A pleasant tree in cultivation, the leaves of sassafras can be spectacular in autumn. The large taproot makes it difficult to transplant, and sassafras trees send out root suckers, creating a multistemmed shrub or colony if the suckers are not removed. Thus it can be a beautiful medium-sized specimen tree or a shrubby screen if allowed to colonize.
The name "sassafras" apparently is ultimately derived from the Latin saxifraga, which means "stone-breaker" and refers to plants in a completely different family. Germans have called the plant Fenchelholz ("fennel wood") for its aromatic qualities. Native Americans in the eastern United States called it winauk and pauane.

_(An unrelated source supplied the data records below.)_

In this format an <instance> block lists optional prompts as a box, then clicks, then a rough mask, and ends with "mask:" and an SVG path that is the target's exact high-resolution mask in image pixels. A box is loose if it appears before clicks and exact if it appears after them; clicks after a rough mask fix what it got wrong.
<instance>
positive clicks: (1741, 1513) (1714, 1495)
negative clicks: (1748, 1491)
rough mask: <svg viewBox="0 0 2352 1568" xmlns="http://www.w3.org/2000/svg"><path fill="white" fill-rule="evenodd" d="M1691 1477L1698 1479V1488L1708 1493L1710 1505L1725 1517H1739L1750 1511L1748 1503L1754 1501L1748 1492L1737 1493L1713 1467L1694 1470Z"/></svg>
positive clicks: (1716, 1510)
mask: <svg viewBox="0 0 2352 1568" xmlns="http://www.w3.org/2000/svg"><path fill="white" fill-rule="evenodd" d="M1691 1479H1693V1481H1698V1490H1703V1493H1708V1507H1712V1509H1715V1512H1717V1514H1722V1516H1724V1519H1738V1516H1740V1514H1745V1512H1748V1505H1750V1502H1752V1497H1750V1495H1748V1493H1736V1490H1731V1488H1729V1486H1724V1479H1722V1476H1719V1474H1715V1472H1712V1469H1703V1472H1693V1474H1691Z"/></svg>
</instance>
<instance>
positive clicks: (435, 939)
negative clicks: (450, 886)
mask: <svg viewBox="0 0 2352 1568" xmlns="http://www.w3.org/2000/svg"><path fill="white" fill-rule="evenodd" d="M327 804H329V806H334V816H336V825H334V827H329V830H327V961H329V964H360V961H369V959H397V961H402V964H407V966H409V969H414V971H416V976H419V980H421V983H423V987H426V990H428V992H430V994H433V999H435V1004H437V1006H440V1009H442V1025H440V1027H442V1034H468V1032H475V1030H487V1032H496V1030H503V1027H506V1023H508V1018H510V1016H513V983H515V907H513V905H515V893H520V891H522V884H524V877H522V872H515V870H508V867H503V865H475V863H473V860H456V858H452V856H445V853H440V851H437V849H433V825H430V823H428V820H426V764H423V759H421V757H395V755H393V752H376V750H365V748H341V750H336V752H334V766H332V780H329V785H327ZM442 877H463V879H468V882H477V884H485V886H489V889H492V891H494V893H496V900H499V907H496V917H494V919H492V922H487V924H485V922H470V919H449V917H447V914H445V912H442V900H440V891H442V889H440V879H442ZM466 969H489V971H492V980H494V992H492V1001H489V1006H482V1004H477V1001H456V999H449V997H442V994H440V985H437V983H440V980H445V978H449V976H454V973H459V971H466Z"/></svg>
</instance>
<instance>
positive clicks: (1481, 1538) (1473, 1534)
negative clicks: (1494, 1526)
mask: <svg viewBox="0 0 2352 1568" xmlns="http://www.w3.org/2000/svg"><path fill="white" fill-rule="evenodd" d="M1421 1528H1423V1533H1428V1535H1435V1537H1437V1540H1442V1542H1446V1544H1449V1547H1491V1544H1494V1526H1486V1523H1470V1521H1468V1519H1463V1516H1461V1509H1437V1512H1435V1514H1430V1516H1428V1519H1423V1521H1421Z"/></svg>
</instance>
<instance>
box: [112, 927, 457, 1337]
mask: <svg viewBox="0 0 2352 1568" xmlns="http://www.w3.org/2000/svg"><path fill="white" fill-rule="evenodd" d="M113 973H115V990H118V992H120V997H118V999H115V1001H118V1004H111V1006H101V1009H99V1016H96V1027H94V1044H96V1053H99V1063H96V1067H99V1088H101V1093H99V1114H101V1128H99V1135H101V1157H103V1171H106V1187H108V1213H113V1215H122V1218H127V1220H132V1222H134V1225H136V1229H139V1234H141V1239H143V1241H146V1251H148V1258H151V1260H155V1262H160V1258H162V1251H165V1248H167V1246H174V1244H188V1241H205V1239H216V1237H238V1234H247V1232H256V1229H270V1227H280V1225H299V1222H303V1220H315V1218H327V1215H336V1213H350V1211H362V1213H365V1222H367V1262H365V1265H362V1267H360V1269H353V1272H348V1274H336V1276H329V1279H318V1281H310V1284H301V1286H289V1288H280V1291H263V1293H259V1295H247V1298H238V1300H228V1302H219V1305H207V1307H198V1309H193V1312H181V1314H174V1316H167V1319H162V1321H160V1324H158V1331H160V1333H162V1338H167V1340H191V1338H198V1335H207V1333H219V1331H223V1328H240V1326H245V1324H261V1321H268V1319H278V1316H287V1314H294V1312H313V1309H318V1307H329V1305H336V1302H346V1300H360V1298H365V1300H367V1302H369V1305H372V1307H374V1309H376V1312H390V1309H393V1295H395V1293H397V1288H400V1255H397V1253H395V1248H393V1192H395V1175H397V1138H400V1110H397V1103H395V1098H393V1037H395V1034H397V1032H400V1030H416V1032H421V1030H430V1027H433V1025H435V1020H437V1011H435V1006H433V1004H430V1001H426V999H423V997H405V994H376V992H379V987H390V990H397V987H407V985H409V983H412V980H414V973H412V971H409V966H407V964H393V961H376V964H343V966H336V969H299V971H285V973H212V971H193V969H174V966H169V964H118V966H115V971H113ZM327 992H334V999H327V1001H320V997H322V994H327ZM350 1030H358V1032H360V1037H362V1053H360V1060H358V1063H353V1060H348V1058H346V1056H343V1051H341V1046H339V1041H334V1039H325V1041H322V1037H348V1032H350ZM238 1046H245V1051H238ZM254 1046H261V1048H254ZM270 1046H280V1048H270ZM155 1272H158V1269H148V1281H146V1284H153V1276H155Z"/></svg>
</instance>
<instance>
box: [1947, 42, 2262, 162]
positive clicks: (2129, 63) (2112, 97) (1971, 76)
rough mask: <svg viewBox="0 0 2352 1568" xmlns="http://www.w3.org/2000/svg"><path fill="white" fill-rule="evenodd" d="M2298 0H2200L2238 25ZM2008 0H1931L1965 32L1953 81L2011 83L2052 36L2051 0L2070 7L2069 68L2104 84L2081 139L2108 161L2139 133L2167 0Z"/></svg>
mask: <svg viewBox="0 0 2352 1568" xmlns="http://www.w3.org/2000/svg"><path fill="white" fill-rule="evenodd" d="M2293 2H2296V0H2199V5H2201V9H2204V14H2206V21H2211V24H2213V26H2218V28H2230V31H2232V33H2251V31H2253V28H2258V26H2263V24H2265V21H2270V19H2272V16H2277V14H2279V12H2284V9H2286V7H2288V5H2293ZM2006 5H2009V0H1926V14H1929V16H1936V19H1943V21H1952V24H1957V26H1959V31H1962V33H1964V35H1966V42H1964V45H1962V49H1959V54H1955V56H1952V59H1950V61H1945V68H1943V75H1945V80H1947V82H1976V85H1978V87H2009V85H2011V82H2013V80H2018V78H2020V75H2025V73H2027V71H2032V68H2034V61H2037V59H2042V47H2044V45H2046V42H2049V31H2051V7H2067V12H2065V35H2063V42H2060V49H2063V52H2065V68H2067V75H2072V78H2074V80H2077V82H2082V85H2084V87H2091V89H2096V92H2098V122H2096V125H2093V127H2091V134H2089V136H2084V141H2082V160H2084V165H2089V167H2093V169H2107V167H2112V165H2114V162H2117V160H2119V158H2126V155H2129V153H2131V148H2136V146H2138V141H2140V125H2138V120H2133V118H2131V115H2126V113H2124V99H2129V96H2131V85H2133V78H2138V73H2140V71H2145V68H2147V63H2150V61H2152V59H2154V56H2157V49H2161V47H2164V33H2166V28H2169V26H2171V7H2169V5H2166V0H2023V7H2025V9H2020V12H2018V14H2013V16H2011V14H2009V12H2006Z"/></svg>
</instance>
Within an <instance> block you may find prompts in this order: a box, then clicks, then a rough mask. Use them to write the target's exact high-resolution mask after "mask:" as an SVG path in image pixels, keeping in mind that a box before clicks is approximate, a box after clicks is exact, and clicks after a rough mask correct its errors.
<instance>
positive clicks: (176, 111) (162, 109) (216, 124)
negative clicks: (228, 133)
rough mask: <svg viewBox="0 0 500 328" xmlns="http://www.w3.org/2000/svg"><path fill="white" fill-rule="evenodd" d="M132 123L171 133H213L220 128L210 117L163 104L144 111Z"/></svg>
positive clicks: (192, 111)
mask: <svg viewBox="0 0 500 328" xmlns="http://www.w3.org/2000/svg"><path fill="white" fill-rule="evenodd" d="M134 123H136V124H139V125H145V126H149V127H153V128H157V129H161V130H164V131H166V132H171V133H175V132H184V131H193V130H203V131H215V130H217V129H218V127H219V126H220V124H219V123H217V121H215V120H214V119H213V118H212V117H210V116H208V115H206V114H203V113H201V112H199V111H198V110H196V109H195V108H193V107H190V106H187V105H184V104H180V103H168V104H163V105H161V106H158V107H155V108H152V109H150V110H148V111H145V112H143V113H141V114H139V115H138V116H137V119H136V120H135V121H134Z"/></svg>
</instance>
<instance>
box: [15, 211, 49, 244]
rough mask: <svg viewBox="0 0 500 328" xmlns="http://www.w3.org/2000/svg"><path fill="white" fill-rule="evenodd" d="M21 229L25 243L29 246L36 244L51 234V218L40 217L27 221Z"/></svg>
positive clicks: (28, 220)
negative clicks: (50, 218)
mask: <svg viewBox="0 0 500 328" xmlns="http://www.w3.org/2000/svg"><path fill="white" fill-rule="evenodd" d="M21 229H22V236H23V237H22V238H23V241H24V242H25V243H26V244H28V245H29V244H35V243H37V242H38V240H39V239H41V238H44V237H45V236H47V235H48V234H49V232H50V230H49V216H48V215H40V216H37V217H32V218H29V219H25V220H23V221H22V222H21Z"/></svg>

If you are at a jam music concert and someone offers you "sassafras," don't be fooled: the word is used as slang for the psychedelic drug MDA, a controlled substance in the United States.
The fruit is eaten by many species of birds, including bobwhite, woodpeckers, mockingbirds and catbirds, flycatchers, and wild turkey. The leaves and twigs are browsed by woodchucks, deer, rabbits, and bears. Rabbits may eat the bark in wintertime.
The leaves are also a primary food for a host of spectacular moths and butterflies, including the lovely black and blue spicebush swallowtail. Female spicebush swallowtails can "taste" leaves with their forelegs, and when they land on a sassafras leaf, they know they have found a suitable egg-laying site. Their caterpillars, sometimes called "leaf rollers," spin silk onto a leaf surface. The silk contracts as it dries, and the leaf folds up, creating a shelter for the caterpillar to hide in by day. At night, the larvae feed on sassafras leaves.
Sassafras is a common component in fence rows and thickets, and thickets are important habitat and cover for a wide range of animals. In addition to the brushy cover, the diverse plants in a thicket support a diverse insect community, and hungry birds may be drawn to both the fruits of the plants as well as the insects.
Laurel wilt disease, which kills sassafras and its close relatives, would have a significant impact on the many animals that use them as food or host plants.
Sassafras trees in the northern part of their range tend to be smaller than those in the south. The range and numbers of sassafras seem to have expanded upon European settlement due to the many woodland/field borders farmers created.